The dataset used for this project contains information about celestial objects. The classification task involves predicting whether an object is a star, galaxy, or quasar based on various features provided in the dataset.

## Importing Necessary Libraries and Modules

We utilize several Python libraries for data manipulation, visualization, and building machine learning models. Here is the list of the libraries:

```python
import os
import numpy as np
import pandas as pd
import matplotlib.pyplot as plt
import seaborn as sns
import tensorflow as tf
from tensorflow import keras
from sklearn.model_selection import train_test_split
from sklearn.preprocessing import LabelEncoder, StandardScaler
from sklearn.metrics import accuracy_score
from sklearn.tree import DecisionTreeClassifier
from sklearn.linear_model import LogisticRegression
from sklearn.naive_bayes import MultinomialNB
from sklearn.neighbors import KNeighborsClassifier
from sklearn.svm import SVC
import warnings
warnings.filterwarnings("ignore")

%matplotlib inline
```

## Loading and Exploring the Dataset

### Importing the Dataset

```python
for dirname, _, filenames in os.walk('/kaggle/input'):
for filename in filenames:
print(os.path.join(dirname, filename))

data = pd.read_csv("/content/Skyserver_SQL2_27_2018 6_51_39 PM.csv")
data.head()
```

### Dataset Dimensions and Preliminary Analysis

```python
data.shape
data.describe()
```

### Dropping Unnecessary Columns

```python
data.drop(['objid','specobjid'], axis=1, inplace=True)
data.head(10)
```

### Checking for Null Values

```python
data.info()
```

The dataset is complete with no missing values.

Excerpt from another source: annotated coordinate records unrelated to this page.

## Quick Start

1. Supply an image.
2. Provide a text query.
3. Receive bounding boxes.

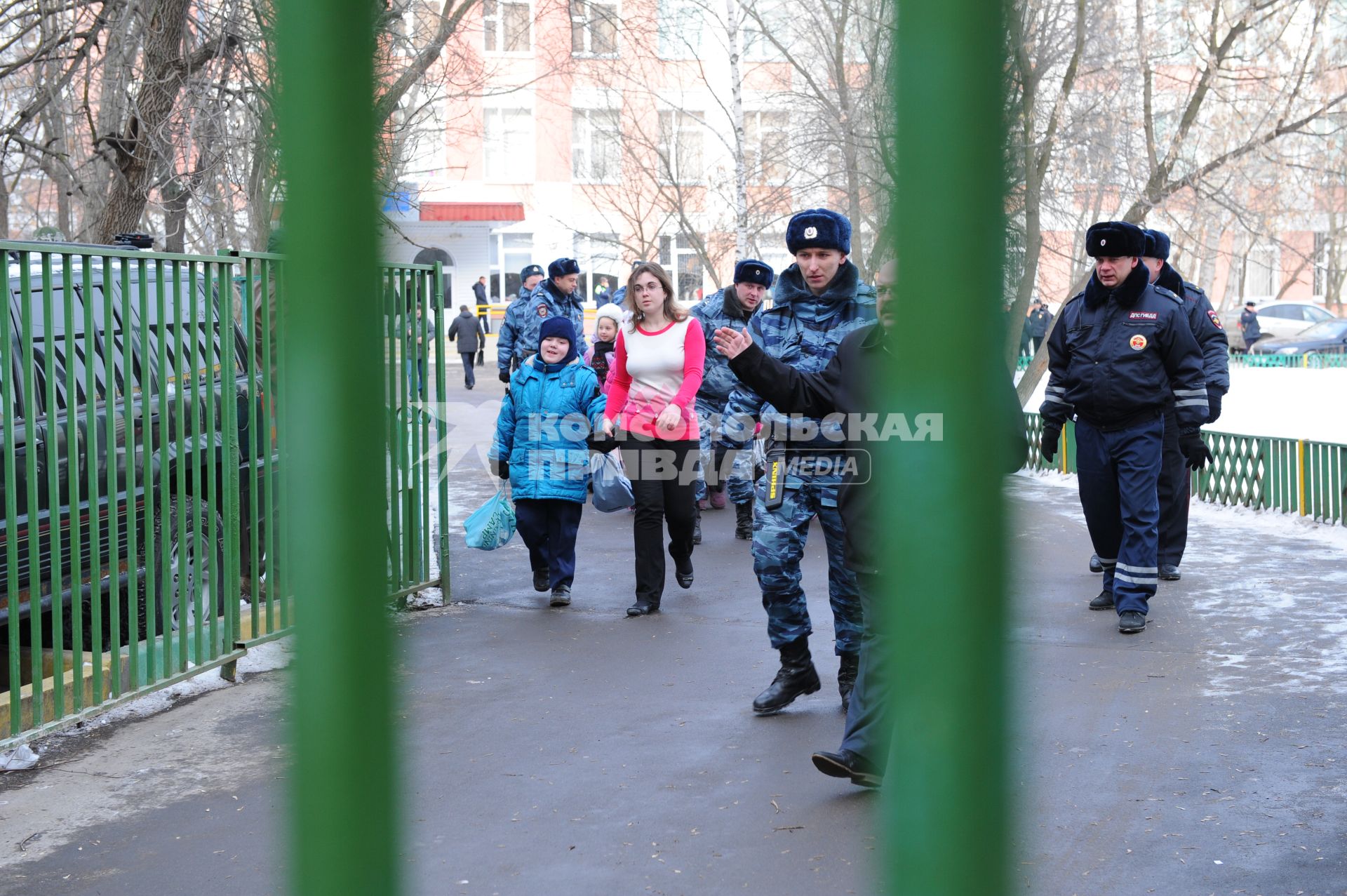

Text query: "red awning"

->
[420,202,524,221]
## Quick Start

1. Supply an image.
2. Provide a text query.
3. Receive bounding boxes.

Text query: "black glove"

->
[1038,423,1061,464]
[1179,429,1215,470]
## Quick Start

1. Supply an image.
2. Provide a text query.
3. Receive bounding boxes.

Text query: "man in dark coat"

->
[446,305,486,389]
[714,262,1028,787]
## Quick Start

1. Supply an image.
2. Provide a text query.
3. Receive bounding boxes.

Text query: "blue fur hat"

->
[547,259,581,278]
[537,314,579,363]
[1142,230,1170,262]
[734,259,773,290]
[785,209,851,255]
[1086,221,1146,259]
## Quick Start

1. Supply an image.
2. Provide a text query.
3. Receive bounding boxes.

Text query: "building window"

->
[571,109,622,183]
[482,108,533,183]
[656,0,707,59]
[488,233,533,302]
[482,0,532,53]
[657,110,706,183]
[1243,246,1281,299]
[660,233,704,305]
[744,112,791,183]
[571,0,617,57]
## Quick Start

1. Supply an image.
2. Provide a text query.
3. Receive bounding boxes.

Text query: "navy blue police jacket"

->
[1038,262,1208,431]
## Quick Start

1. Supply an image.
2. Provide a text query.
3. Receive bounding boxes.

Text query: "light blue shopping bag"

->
[463,488,514,551]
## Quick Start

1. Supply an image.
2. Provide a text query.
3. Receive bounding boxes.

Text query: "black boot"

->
[753,637,823,716]
[838,653,861,713]
[734,501,753,542]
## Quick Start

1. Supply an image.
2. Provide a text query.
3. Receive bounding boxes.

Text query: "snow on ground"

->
[60,634,295,735]
[1016,368,1347,445]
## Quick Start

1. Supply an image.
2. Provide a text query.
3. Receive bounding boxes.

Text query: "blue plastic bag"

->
[590,454,636,514]
[463,488,514,551]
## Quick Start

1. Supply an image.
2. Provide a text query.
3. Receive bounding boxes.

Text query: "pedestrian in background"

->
[1239,302,1262,352]
[447,305,486,389]
[488,316,603,606]
[602,262,706,616]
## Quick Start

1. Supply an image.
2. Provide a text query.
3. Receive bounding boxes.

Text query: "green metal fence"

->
[1024,413,1347,526]
[0,243,447,749]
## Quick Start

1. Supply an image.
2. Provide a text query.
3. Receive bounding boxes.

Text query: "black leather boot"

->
[753,637,823,716]
[734,501,753,542]
[838,653,861,713]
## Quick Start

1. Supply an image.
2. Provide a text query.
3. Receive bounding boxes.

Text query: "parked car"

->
[1250,318,1347,354]
[0,243,271,650]
[1221,302,1334,352]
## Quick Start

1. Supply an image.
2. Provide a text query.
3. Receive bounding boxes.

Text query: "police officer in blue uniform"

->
[1038,221,1211,634]
[1141,230,1230,581]
[496,264,548,385]
[716,209,876,716]
[690,259,776,544]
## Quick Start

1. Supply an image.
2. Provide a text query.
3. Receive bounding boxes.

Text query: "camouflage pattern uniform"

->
[690,283,763,504]
[496,283,556,376]
[716,262,876,655]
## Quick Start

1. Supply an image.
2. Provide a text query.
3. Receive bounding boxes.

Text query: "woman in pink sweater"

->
[603,262,706,616]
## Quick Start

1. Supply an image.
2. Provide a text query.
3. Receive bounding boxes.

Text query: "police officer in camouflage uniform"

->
[496,264,547,385]
[530,259,589,354]
[691,259,775,544]
[1141,230,1230,581]
[716,209,876,716]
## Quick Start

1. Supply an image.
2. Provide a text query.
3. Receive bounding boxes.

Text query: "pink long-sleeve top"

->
[603,314,706,442]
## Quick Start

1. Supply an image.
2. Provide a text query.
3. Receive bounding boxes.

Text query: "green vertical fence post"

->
[877,0,1009,896]
[276,0,397,896]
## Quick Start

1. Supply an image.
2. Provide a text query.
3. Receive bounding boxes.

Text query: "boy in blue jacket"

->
[488,316,606,606]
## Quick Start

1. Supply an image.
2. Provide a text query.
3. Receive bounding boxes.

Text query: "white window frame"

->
[570,0,622,59]
[1240,244,1281,302]
[744,109,791,186]
[482,104,537,183]
[657,109,706,186]
[571,107,622,183]
[482,0,533,57]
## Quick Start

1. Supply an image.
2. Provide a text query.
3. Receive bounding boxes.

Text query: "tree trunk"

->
[725,0,763,257]
[94,0,218,243]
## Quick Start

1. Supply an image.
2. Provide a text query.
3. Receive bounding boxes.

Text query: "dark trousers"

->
[842,573,893,770]
[1155,411,1192,566]
[619,432,698,603]
[514,499,584,587]
[1076,416,1165,613]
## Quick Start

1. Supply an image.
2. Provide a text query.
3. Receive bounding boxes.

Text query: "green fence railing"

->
[0,241,447,749]
[1024,413,1347,526]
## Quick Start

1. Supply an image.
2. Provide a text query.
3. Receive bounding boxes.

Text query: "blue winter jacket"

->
[690,283,763,410]
[716,262,876,455]
[488,354,608,504]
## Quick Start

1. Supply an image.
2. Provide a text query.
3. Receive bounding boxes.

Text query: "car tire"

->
[121,495,225,643]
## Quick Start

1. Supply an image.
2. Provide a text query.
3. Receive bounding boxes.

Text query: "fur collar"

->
[1086,260,1151,309]
[1155,262,1184,299]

### Encoding Target Variable

```python
le = LabelEncoder().fit(data['class'])
data['class'] = le.transform(data['class'])
data.head(10)
```

### Final Dataset Information

```python
data.info()
```

## Data Preparation

### Splitting Data into Features and Target

```python
X = data.drop('class', axis=1)
y = data['class']
```

## Data Scaling

Standardizing the dataset to have a mean of 0 and a standard deviation of 1.

```python
scaler = StandardScaler(copy=True, with_mean=True, with_std=True)
X = scaler.fit_transform(X)
```

## Building Machine Learning Models

We employ several machine learning models to classify the data:

- **Decision Tree Classifier**
- **Logistic Regression**
- **Naive Bayes**
- **K-Nearest Neighbors**
- **Support Vector Machine**

### Training and Evaluating the Models

```python
# Splitting the data into training and testing sets
X_train, X_test, y_train, y_test = train_test_split(X, y, test_size=0.2, random_state=42)

# Example for Decision Tree Classifier
dt = DecisionTreeClassifier()
dt.fit(X_train, y_train)
y_pred = dt.predict(X_test)
print(f"Decision Tree Accuracy: {accuracy_score(y_test, y_pred)}")

# Repeat similar steps for other models
```
## license
This program is under the [MIT License](LICENSE)

## Conclusion

This notebook demonstrates the process of loading a dataset, performing exploratory data analysis, preparing the data, scaling it, and finally building and evaluating several machine learning models to classify celestial objects.

## References

- [NumPy Documentation](https://numpy.org/doc/)
- [Pandas Documentation](https://pandas.pydata.org/docs/)
- [Matplotlib Documentation](https://matplotlib.org/stable/contents.html)
- [Seaborn Documentation](https://seaborn.pydata.org/)
- [TensorFlow Documentation](https://www.tensorflow.org/api_docs/python/tf)
- [Scikit-Learn Documentation](https://scikit-learn.org/stable/documentation.html)

---

Upload this notebook to a Kaggle session, link the dataset, and run the cells to reproduce the analysis and results.